Gish v. Brown
Gish v. Brown
Opinion of the Court
If the deed of March 4, 1882, from John S. Gish to his son Henry B. Gish, the plaintiff, for the land in controversy, had been admitted without competent evidence of its execution and delivery, there would be some merit in the first specification of error, but such was not the fact. The execution of the deed was not seriously questioned, and the testimony as to its delivery, as claimed by the plaintiff, was quite sufficient to justify the submission of that question to the jury. There was, therefore no error in admitting the deed in connection with the testimony as to those facts. Nor was there any error in admitting the testimony complained of in the second to fourth specifications inclusive. It requires no argument to show that it was both competent and relevant to the issue. It tended to show title in the plaintiff.
Without reciting or summarizing the testimony referred to, it is sufficient to say that it was fairly submitted to the jury, with full, correct and adequate instructions as to its effect, etc., and the verdict has, by necessary implication, established the facts that the deed in question was duly executed and properly delivered.
There is no error in the learned judge’s answer to defendant’s third point for charge, referred to in the fifth and sixth specifications; nor, in that part of his charge recited in the seventh specification. The eighth specification is not according to rule and is therefore dismissed.

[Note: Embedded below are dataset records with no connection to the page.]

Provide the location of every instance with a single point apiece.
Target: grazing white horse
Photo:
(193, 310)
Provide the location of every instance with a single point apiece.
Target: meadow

We find nothing in either of the assignments of error that requires extended comment.
Judgment affirmed.
Reference
- Full Case Name
- H. B. Gish v. Jacob Brown
- Cited By
- 13 cases
- Status
- Published
- Syllabus
- Ejectment—Deed—Delivery—Evidence. A deed to the plaintiff by his father is properly admissible in evidence in an action of ejectment, where it has been proved that it was properly executed and delivered by the father in his lifetime to a friend, with words indicating an intent to convey the land to his son, and that after the father’s death the person having the custody of the deed gave it to his attorney,1 who delivered it to plaintiff. Where the grantor delivers a deed to a third person with absolute direction to hold until the grantor’s death, and then to deliver the deed to the grantee, who is grantor’s son, a delivery to the son by the custodian of the deed after the grantor’s death will pass title to the son. Practice, S. 0.—Assignments of error—Evidence. An assignment of error to the exclusion of testimony will not be considered where the assignment fails to set forth the offer, the objections thereto, and the ruling of the court thereon.